Aveva sempre avuto difficoltà a tenere dietro a Savi e Harman, quando all’inizio si muovevano nella città di cristallo, un mese (un’eternità!) prima, con quel sistema di spinta e breve volo; ma ora nuotava nell’aria rarefatta come una creatura marina abituata alla bassa gravità, come una lontra, e trovava sempre il posto perfetto dove puntare il piede per darsi la spinta nell’istante giusto, muoveva come pagaie nell’aria i tre arti liberi, con la massima economia di sforzo fisico, faceva capriole e piroette, con tempismo perfetto per trovare il successivo montante o tavola o perfino cadavere post-umano dove darsi la spinta e percorrere il tratto seguente del viaggio.
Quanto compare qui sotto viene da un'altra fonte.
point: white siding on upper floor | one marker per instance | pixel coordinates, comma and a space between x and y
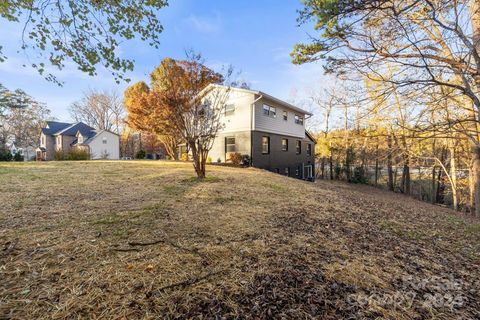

Eppure quel sistema non era abbastanza rapido. Daeman sentiva che il tempo avrebbe finito per vincere la corsa. Lanciava occhiate in alto ai pannelli della città di cristallo, che pian piano si oscuravano, che rendevano più fitto il buio fra i banchi di fuchi e le terrazze disseminate di cadaveri; ma lì non c’erano pannelli trasparenti, dai quali vedere l’acceleratore lineare in arrivo. "Lo sentirò" si chiese Daeman "quando si schianterà contro il tetto di cristallo? O l’aria è troppo sottile per trasmettere i suoni?"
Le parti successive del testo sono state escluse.